焔―037 強者
テンション上げていきましょー
「あとは任せた、バルべリス」
「ぬははっ、了解しましたとも我らが主」
そう言って北へと走り去ってゆくその後ろ姿を見たその悪魔――バルべリスはニヤリと笑うと、現存大悪魔のメンバーへと視線を向けた。
「さて、ガイズ殿無き今このワタクシがこの軍を率いることになりそうなのですが、良ければどなたか残って頂けますかな? 古参とはいえ大悪魔でもない下っ端ですので」
「ふっ、謙遜するなバルべリス。他でもないあの男が貴様に任せたと言ったことが貴様の強さの証拠だろう」
そう言ったサタンはそのまま西の方へと去ってゆき、他の大悪魔達もまた西の方へと真っ直ぐサタンに追随してしく。
その姿に小さくため息を吐いた悪魔バルべリスは、ふと敵軍の方よりとてつもない威圧感がいくつかに感じられていることに気がついていた。
「全く、こんな老害を倒すのに最高神が出張ってきますかねぇ。ワタクシぜんっぜん勝ち目見えないんですけれども」
「そんなことはない」
バルべリスの困ったような声にそう返したのは、腰まで伸びる銀髪を風に揺らす一人の女性。
――その名を、アザゼル。
腰に差したレイピアを縦横無尽に振って敵を屠る大悪魔に次ぐ実力者であり、彼女の背後からのそりと巨大な男の塊が現れた。
「がははははははは! そうだぞバルべリス! この俺様がいれば神々など脅威に当たらぬわ! 貴様はどんと後ろで構えているが良い!」
その身長は優に五メートルを超えている。
短く借り揃えた赤髪に、ギランと光るその瞳。
――その名を、ラーヴァナ。
神にも悪魔にも『殺されない』肉体を得た悪魔であり、その実力は言うまでもなく、今回の大戦におけるキーマンの一人である。
加えて――
「……確かに、戦力としては申し分ありませんな」
見渡せば、そこには千人を超える戒神衆が雁首を揃えており、その他にも名を馳せた悪魔達が大勢揃っている。
戒神衆一人一人が混沌の力によって強化される以前のルシファーと同格と考え、その上でこの三体が参戦するとなると、なるほど人類滅亡とは伊達や酔狂では無いのだろうと確信できる。
「――だが、油断はいけませんぞ」
バルべリスは揃いに揃った最高神達に思いを馳せながら、近くに控えていた愛馬へと乗り上がる。
黒い体に赤い毛並みと、正しく『凶悪』と言った形姿のその馬はバルべリスの相棒であり、単体で戒神衆を屠れるだけの実力を持つ。

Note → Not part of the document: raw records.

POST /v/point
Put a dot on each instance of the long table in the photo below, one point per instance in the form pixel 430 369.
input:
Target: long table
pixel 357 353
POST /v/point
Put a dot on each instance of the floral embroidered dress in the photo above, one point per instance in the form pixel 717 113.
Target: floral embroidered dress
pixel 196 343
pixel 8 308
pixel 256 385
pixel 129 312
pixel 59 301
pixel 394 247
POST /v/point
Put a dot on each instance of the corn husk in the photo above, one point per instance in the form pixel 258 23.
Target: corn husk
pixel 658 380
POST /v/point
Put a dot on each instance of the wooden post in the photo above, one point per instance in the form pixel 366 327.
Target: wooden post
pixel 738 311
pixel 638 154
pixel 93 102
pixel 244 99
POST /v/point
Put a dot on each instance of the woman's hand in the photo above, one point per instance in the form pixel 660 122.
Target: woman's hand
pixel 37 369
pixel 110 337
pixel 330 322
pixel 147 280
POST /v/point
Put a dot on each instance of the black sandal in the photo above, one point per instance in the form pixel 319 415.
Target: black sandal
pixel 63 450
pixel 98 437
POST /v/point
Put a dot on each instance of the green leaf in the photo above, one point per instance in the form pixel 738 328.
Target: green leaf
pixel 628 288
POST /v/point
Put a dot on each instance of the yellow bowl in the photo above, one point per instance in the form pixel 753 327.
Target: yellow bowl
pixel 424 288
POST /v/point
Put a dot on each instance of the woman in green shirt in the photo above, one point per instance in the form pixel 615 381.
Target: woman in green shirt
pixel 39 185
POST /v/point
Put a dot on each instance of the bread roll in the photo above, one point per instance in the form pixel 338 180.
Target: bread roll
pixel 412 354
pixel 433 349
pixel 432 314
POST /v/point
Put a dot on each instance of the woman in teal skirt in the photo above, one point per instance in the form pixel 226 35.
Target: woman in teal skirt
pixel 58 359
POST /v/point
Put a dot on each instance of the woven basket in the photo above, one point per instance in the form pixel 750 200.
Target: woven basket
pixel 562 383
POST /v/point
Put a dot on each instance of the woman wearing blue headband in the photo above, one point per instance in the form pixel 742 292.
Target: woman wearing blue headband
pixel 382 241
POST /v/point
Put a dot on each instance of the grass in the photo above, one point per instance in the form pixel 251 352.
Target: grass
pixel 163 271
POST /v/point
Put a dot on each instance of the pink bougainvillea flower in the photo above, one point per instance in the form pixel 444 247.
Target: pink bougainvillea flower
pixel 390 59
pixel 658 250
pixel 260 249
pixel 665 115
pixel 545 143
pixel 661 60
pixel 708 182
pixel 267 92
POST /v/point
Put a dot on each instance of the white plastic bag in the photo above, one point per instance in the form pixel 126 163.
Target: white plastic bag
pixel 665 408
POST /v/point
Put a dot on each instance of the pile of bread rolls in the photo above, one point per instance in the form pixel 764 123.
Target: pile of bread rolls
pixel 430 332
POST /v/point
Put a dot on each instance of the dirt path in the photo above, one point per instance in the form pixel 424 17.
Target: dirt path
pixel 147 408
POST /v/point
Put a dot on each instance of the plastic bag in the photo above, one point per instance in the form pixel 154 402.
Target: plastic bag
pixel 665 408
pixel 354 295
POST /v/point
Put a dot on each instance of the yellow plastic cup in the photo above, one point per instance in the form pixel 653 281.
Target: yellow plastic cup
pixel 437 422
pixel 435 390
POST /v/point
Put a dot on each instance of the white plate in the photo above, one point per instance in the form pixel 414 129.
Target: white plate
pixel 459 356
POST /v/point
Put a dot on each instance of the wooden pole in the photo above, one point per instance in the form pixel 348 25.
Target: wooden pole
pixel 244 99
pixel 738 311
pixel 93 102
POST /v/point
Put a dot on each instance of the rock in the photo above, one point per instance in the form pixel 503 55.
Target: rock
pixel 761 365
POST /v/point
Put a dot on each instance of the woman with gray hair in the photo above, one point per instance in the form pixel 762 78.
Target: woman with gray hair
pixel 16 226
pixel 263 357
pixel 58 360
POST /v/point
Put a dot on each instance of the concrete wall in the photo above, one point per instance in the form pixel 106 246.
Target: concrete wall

ましえ、そんな馬を乗りこなすバルべリスの実力は語るべくもなく。
彼は獰猛に口元を歪めると。
「さて行きましょうか! 今、この瞬間に、我らが力を世界に示そうぞ!」
悪魔達の咆哮が鳴り響き、進軍が開始される。
――神魔大戦の幕が、今切って落とされた。
☆☆☆
「――さて、それではこちらも動こうか」
そう声を上げたのは、キッと瞼を見開いた軍神テュールであった。
その言葉に最高神の面々も戦闘準備に入り、その中で彼はすぐ隣に設置してあった演説台の上へと登ってゆく。
「さぁ戦だ、血湧き肉躍る戦の始まりだ! 皆共心せよ、敵は悪魔、格上揃い! 生きて帰る? そんな保証などどこにもない! 故にその力で勝ち取って見せよ! それすら難しいなら友を頼れ! 敵国など関係なく、今隣にいるのは命を預ける無二の友! さぁ友を助け、助けられ、その手で明日を掴み取れィ!」
テュールの咆哮が響き、軍勢一人一人の身体中から真っ赤なオーラが吹き上がる。
――軍神テュール。
純粋な戦闘能力では上級神クラスにも関わらず、彼が最高神の一角としてこの場に立っているのは、単に彼の本領が一対一の戦闘にはないということにある。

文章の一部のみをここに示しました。